Celui-ci débute avec le benjamin du programme, Nikolaï Medtner (1880-1951), compositeur et concertiste d’ascendance germano-balte qui étudie à Moscou avec Arenski et Taneïev. Parmi ses quatorze sonates pour piano, on compte la Sonate en la mineur Op.38 n°1 « Réminiscence » (1918) écrite pour introduire le cycle Mélodies oubliées, quelques années avant l’exil européen (1921). Hostile à Bartók, Schönberg et Stravinsky, Medtner s’y montre un nostalgique résolu (tonalité, harmonie, contrepoint) et Paley gardien d’une délicatesse contenue qui enfle jusqu’à la cassure brutale au centre de la pièce, lequel abrite un épisode plus tourmenté. Au final, cette simplicité, cette évidence du jeu est d’abord saluée par un silence ému du public, comme peu entendu dans une salle depuis bien longtemps.

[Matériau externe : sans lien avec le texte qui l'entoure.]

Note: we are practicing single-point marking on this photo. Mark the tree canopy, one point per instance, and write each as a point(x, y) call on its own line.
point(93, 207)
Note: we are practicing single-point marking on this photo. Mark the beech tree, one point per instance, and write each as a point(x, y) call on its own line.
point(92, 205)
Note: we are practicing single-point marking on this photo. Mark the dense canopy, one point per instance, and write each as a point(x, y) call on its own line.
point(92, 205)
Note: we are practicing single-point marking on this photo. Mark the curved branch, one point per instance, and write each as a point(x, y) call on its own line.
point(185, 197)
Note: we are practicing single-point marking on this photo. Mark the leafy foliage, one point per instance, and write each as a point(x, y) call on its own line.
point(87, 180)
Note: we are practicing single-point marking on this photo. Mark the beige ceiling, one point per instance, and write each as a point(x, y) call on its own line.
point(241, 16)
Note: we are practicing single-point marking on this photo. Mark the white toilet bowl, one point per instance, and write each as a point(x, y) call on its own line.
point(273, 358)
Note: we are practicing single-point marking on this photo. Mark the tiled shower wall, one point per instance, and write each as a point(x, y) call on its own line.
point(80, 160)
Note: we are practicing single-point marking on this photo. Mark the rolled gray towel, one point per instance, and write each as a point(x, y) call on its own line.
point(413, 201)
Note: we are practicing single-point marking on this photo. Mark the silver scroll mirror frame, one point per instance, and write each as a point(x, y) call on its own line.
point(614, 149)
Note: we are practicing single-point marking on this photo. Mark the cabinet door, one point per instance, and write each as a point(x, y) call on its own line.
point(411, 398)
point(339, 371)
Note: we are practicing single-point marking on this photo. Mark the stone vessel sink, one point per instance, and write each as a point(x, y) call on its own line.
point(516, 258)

Place ensuite à l’aîné : Mili Balakirev (1837-1910), pilier despotique du Groupe des Cinq qui rassemble musiciens autodidactes et romantiques dans la lignée de Glinka [lire notre critique du CD Rouslan et Lioudmila et La vie pour le tsar]. Entamée sur les pas de sa Grande sonate Op.3 (1855), la Sonate en si bémol mineur Op.5 n°1 (1856) s’ouvre et se ferme par un Andante. Sublimé par la clarté d’un interprète nuancé, le premier offre une alternance d’allégresse et de douceur tandis que le second s’avère d’une sérénité méditative, un rien nocturne. La brève Mazurka médiane semble d’autant plus entrainante qu’elle est bridée, jouée au cordeau – ose-t-on y relever une inspiration pour Petrouchka (1911) ?

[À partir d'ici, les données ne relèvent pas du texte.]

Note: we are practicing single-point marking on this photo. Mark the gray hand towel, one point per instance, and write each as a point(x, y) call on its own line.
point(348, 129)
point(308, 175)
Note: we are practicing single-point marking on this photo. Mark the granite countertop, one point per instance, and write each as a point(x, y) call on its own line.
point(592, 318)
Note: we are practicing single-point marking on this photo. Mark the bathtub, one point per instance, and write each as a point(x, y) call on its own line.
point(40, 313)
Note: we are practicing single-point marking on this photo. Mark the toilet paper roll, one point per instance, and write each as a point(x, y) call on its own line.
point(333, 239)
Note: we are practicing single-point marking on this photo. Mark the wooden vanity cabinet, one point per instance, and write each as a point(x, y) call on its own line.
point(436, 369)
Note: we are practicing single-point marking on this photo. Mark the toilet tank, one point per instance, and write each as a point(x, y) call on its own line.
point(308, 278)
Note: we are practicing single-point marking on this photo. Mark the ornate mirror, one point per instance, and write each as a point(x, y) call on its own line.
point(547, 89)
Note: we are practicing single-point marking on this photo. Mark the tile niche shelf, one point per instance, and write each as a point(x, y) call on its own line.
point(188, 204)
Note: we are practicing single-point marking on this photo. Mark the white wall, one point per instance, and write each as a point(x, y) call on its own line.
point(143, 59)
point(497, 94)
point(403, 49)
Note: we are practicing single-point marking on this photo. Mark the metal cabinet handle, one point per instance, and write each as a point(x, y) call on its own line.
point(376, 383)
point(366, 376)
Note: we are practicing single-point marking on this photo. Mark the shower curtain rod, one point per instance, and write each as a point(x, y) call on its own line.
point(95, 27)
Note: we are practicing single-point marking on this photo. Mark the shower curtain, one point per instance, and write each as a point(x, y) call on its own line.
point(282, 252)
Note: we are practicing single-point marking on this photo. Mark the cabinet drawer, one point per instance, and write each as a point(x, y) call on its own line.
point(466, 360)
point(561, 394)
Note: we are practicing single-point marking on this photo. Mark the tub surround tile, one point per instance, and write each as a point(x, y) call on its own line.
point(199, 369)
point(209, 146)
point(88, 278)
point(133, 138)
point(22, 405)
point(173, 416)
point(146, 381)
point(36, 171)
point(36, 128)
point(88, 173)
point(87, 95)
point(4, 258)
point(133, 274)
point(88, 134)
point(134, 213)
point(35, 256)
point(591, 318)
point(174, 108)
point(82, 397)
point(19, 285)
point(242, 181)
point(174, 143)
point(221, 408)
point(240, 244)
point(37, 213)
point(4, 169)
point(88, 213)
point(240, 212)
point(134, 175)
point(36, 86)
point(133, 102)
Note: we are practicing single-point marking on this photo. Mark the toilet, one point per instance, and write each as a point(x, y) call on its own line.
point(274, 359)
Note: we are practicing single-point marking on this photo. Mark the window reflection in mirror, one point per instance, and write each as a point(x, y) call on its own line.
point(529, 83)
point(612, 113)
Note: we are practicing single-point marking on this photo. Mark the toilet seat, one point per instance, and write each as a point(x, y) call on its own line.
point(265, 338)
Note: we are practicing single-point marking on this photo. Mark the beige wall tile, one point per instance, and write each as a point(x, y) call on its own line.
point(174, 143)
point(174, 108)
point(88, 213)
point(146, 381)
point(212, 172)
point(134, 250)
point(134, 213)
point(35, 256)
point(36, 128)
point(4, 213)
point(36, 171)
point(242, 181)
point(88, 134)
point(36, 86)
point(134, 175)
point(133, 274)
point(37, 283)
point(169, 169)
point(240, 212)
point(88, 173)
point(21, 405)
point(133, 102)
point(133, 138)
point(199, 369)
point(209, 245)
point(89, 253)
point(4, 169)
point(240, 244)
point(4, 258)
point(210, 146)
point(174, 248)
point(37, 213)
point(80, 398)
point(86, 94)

Élève privé de Rimski-Korsakov et directeur du Conservatoire de Saint-Pétersbourg durant près d’un quart de siècle, Alexandre Glazounov (1865-1936) « allie l’érudition musicale et le talent technique […] à un conservatisme figé et inexpugnable » – comme l’affirme André Lischke dans son Histoire de la musique russe [lire notre critique de l’ouvrage]. Les trois quarts d’une œuvre surtout symphonique virent le jour avant 1905, dont la Sonate en si bémol mineur Op.74 n°1 (1901). D’emblée tourmentée, l’Allegro moderato nécessite une virtuosité quasi constante. Alexander Paley enchaîne vite l’Andante dont la tendresse surprend d’autant plus. Ponctué de quelques passages de caractère, ce mouvement annonce un final Allegro scherzando échevelé, exalté voire hystérique, qui provoque un délire enthousiaste.
Si l’on excepte les deux bis offerts aux mélomanes (Valse caprice et Mélodie de Rubinstein), le récital s’achève avec Alexandre Scriabine (1872-1915) dont le travail, de son temps, fut diversement apprécié – « chant de la lune qui descend » (dixit le symboliste Konstantin Balmont, que Prokofiev mis en musique dans Cinq mélodies Op.23) ou « pourriture » (pour Anton Arenski, son ancien professeur qui, pour sa part, eut bien du mal à forger un style personnel). Sans doute inspirée par le paysage côtier italien, la Sonate en sol dièse mineur Op.19 n°2 « Sonate-fantaisie » (1897) préfigure sa dixième et toute dernière (1913), hommage mystique à la Nature. On y apprécie le mélange de douceur païenne et de recueillement (Andante), une mélancolie parfois secouée par une frappe plus musclée (Presto final).